4721 sayılı Türk Medenî Kanunu m. 194 f. I hükmü ile eşlerin “fiil ehliyetinin sınırlandırılması” ise “Eşlerden biri, ‘diğer eşin açık rızası bulunmadıkça,’ aile konutu ile ilgili kira sözleşmesini feshedemez, aile konutunu devredemez veya aile konutu üzerindeki hakları sınırlayamaz.” sözleriyle biçimlendirilmiştir.
“Fiil ehliyeti sınırlamasına” yönelik düşüncemiz aynı zamanda İsviçre öğretisindeki “çoğunluk görüşü” olduğu gibi Türkiye öğretisinde de kabul gören bir düşüncedir. (TUOR/SCHNYDER/SCHMID/RUMO-JUNGO, s. 205, HEGNAUER/BREİTSCHMİD, N. 17.17, s. 183, HAUSHEER/GEİSER/KOBEL, N. 08.103. s. 89, ÖZTAN, s. 205-206.) Amaç aileyi bir bütün olarak korumaktır. (HAUSHEER/REUSSER/GEİSER, Art. 169, nr.37a, HASANBÖHLER, Art.169, nr.11, AKINTÜRK, s. 352-354, ÖZTAN, s. 205-206.)
Eşlerin “fiil ehliyetinin sınırlandırılması” olgusu ‘diğer eşin açık rızası bulunmadıkça,’ vurgusu ile seslendirilmiştir. Başka bir anlatımla 4721 sayılı Türk Medenî Kanunu’nun m. 194 f. I hükmü ile aile konutunun başkalarına devri “diğer eşin açık rızasına” bağlanmıştır. Böylece aile konutu olarak özgülenen taşınmazın mülkiyetinin devri diğer eşin “rızasına bağlı” bir hukuki işlem olarak kabul edilmiştir.(Şükran ŞIPKA, Aile Konutu İle İlgili İşlemlerde Diğer Eşin Rızası (TMK. m. 194), Doçentlik başvuru eseri, İstanbul-2004, s. 137, Bilge ÖZTAN, Aile Hukuku, Ankara-2004, s. 207, Ahmet M. KILIÇOĞLU, Türk Medenî Kanunu’nda Diğer Eşin Rızasına Bağlı Hukuksal İşlemler ve Yasal Alım Hakkı, Ankara-2002, s.18)
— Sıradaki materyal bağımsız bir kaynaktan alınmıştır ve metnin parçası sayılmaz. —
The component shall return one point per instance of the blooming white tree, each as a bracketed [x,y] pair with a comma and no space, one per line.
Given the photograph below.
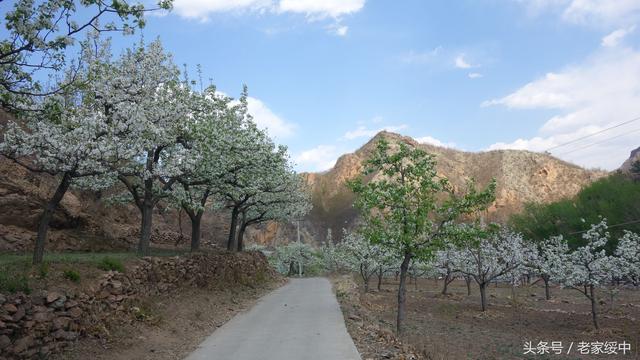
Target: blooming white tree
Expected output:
[283,197]
[144,107]
[292,258]
[587,267]
[64,140]
[214,126]
[445,266]
[491,257]
[542,259]
[360,255]
[628,253]
[40,35]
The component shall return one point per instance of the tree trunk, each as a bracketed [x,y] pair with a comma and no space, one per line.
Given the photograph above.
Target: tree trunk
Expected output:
[145,232]
[241,232]
[594,309]
[483,295]
[231,241]
[446,284]
[547,292]
[402,293]
[47,214]
[195,230]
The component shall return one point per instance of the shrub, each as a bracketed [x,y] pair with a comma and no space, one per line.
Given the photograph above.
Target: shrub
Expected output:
[108,264]
[71,275]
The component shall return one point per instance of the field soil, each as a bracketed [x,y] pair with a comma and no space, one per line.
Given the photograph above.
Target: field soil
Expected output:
[453,327]
[173,326]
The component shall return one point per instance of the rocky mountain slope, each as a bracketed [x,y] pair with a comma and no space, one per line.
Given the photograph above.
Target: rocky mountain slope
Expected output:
[633,157]
[85,222]
[522,176]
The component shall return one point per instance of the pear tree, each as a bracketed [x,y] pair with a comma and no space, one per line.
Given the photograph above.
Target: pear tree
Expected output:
[586,268]
[64,140]
[411,205]
[491,257]
[145,107]
[628,255]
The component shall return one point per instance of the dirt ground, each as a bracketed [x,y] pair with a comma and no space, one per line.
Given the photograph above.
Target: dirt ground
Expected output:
[453,327]
[172,327]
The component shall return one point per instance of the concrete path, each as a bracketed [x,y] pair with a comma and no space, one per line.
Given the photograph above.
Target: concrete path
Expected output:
[301,320]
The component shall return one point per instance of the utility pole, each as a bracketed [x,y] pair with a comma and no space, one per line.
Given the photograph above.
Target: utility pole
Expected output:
[300,254]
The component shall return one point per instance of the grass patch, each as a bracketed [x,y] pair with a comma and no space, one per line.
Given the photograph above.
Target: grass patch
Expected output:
[13,282]
[111,264]
[71,275]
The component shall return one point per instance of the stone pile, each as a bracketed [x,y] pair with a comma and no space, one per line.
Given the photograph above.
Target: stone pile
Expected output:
[36,325]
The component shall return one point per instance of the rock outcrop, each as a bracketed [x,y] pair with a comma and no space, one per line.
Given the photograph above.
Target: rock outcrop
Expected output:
[39,324]
[522,176]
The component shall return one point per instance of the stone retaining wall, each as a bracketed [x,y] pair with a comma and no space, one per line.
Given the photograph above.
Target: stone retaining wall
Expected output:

4721 sayılı Türk Medenî Kanunu’nun m. 194 f. I hükmü ile aile konutunun başkalarına devri diğer eşin “rızasına” değil de “açık rızasına” bağlanmıştır. Rızanın sözlü olarak verilmesi yeterli görülse idi “rızasına” deyişi maksadı anlatmaya yeter de artardı bile. Oysa özellikle “açık rıza” deyişiyle maksadın farklı olduğu gösterilmiştir. Biz bu sebeple “açık rıza” deyişini rızanın “resmi şekilde” olarak alınması olarak yorumladık. Nitekim İsviçre Tapu Tüzüğü (GBV) Art. 13a hükmü ile ZGB m. 169 gerekçesinde “yazılı rıza” deyişi varken İsviçre tapu uygulamasında da yazılı şeklin “resmi makam” tarafından onaylanması aranmaktadır. (SCHMID, s. 609, ŞIPKA, s.143)
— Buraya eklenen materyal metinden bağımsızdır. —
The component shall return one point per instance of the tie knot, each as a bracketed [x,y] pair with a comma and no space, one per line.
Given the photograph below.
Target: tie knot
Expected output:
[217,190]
Rıza alınmadan yapılan işlemin ise “kesin hükümsüz” olduğu hemen hemen bütün bilimsel görüşlerde ve uygulamada kabul edilmektedir. (ŞIPKA, s. 153)
Kesin hükümsüzlük;
-Rızası alınmayan eş tarafından “her zaman” ileri sürülebilir (ŞIPKA, s. 145)
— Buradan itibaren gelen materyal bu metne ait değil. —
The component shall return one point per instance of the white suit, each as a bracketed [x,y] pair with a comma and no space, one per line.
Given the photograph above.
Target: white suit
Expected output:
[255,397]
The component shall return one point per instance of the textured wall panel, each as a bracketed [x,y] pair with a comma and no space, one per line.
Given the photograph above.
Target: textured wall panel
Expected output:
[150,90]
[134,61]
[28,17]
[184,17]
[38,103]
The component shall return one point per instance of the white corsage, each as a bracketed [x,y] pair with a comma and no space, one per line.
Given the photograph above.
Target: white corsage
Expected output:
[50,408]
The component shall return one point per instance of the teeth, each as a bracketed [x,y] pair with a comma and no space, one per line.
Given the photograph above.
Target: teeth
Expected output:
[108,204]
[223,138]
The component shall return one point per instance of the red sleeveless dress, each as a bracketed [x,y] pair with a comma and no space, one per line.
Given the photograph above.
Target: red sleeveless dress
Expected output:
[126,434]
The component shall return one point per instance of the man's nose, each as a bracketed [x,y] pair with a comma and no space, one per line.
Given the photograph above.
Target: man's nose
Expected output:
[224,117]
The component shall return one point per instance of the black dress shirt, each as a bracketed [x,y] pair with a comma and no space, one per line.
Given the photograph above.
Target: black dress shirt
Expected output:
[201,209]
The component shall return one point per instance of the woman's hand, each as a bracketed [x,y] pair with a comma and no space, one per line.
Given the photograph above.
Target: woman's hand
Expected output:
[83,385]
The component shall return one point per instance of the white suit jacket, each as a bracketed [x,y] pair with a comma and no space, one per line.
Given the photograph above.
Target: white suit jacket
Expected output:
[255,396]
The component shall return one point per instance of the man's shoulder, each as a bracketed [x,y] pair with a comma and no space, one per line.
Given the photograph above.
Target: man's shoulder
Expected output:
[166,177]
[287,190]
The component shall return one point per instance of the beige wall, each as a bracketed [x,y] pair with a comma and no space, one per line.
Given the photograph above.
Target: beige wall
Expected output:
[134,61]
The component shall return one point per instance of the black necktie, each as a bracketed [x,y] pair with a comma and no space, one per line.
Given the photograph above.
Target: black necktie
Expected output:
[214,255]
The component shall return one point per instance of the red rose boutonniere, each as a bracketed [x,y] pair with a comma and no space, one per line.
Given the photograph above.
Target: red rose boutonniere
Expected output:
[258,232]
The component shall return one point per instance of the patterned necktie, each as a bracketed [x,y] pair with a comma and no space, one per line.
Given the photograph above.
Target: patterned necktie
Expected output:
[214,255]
-Hakim tarafından re’sen dikkate alınmalıdır (BRAEM/HASENBÖHLER, Zürcher Komm. Art. 169, N. 70, BERGER, S.75, ŞIPKA, S. 145, KILIÇOĞLU, s. 6)
-Bunun için dava açmaya bile gerek yoktur. (DESCHENAUX/STEINAUER, s. 107, BRAEM/HASENBÖHLER, Zürcher Komm. Art. 169, N. 70, GROSSEN, s. 106, RUOSSS, s. 85, TRAUFFER, s. 75, WESSNER, s. 95, ŞIPKA, s. 145)
Sonradan verilen rıza ise ex tunc (geçmişe etkili) olarak hüküm ve sonuç doğurur. Başka bir anlatımla işlemi “geçerli” hale getirir. (DURAL/ÖĞÜZ/GÜMÜŞ, s. 213, ÖZTAN, s. 207)
Rızası alınmayan malik olmayan eşin kararını bildirmesi için kendisine “işlem tarafı üçüncü kişi” tarafından BK. m. 38 hükmüne göre uygun bir mehil verilebilir. İşlem tarafı üçüncü kişi tarafından tanınan sürede rızası alınmayan eş tarafından bir icazet verilmediği takdirde “askıda olan hükümsüzlük” artık “kesin hükümsüzlüğe” dönüşür. (DURAL/ÖĞÜZ/GÜMÜŞ, s. 213, KILIÇOĞLU, s. 22, ŞIPKA, 149)
Bütün bu sebeplerle İsviçre Hukukunda üçüncü kişinin iyiniyeti “hiçbir şekilde” korunmaz. (DURAL/ÖĞÜZ/GÜMÜŞ, s. 214) Zaten “geçersiz olan” bir sözleşmeye dayanan iyiniyetle bir hak kazanımı da söz konusu olamaz. (ŞIPKA, s. 161)
Diğer eşin izni ve hakimin yetkilendirmesi olmaksızın işlem tarafı üçüncü kişi adına yapılacak tescil “yolsuz bir tescil” olup eşlerden biri tarafından açılacak olan tapu kütüğünün düzeltilmesi davası (TMK m. 1025 f. I) ile düzeltilmesi her zaman istenebilir. (DURAL/ÖĞÜZ/GÜMÜŞ, s. 215) Başka bir anlatımla rıza alınmadan yapılan hukuki işlem “geçersiz” olup rızası alınmayan eş bunun “iptalini” talep edebilecektir. (KILIÇOĞLU, s. 22)
İşlem tarafı üçüncü kişinin oluşan zararı ise culpa in contrahendo sorumluluğu kapsamında malik olan eşten istenebilir.
4721 sayılı Türk Medenî Kanunu’nun sistematiği, Kaynak Kanun uygulaması, gerek Türkiye ve gerekse İsviçre öğretisindeki “baskın görüşler” dikkatle incelendiğinde değerli çoğunluk görüşüne katılabilmem olanaklı değildir.
Açıklanan sebeplerle yerel mahkeme kararının “belirttiğim gerekçelerle” bozulması görüşünde olduğumdan değerli çoğunluğun “farklı görüşüne” katılmıyorum.